You know, you keep saying "mainfraime class x86". I'm not sure I know
what that is. In reality, when we talk about the CPUs themself, they are
pretty much the same in all machines. There isn't any faster ones in
"mainframe class" machines. In other words - you do not get more bang
for the buck with "mainframe class machines". They will not be any
faster, or consume less power. What it normally means is that you go
with (supposedly) higher quality components, which (hopefully) don't
break down as often.
Based on this - I'd say the number of machines would be the same no
matter if you go for el-cheapo machines or really expensive "mainframe
class" machines.
Once we can establish this fact, the next question then is power. Since
we need the same number of machines, and "mainframe class" normally
means more overengineered, I think it's a fair assumption that they will
not draw less power. And if we talk about off-the-shelf machines instead
of custom built ones with just the bits and pieces you really need, I
think it's fair to say that your "mainframe class" machines will draw
more power for the same computing power, as there will be parts sitting
in the machines that you don't even use.
And more power means more heat means you need more cooling.
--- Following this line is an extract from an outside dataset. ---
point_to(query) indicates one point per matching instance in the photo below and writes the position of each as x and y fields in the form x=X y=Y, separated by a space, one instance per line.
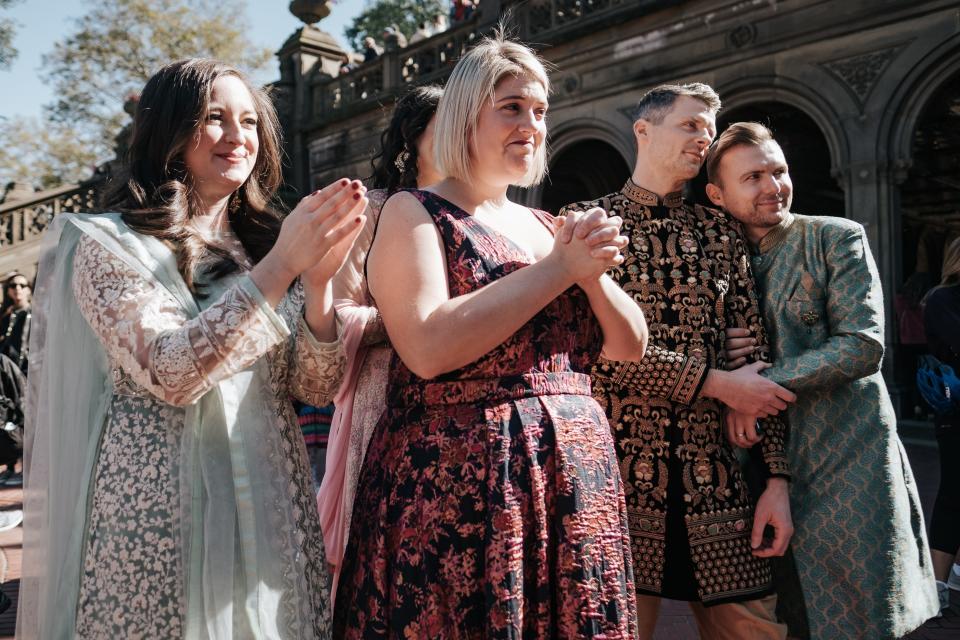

So, with your "mainframe class" machines, you end up with the same
number of machines, requiring more physical space (that overengineering
again), more power, more cooling, not to mention that they are actually
more expensive to buy.
Now, where did you see the win here? The fact that they are more
reliable is the only thing speaking for them. But when you get into
thousands of machines, even a failure rate of 0.1% of machines becomes
significant enough numbers that you have to design your software to be
able to deal with hardware failure. And once you have designed your
software to deal with hardware failure, why buy expensive hardware when
cheap will do the work just as well? It's simple math actually...
Or did you think that google builds machines with really slow CPUs?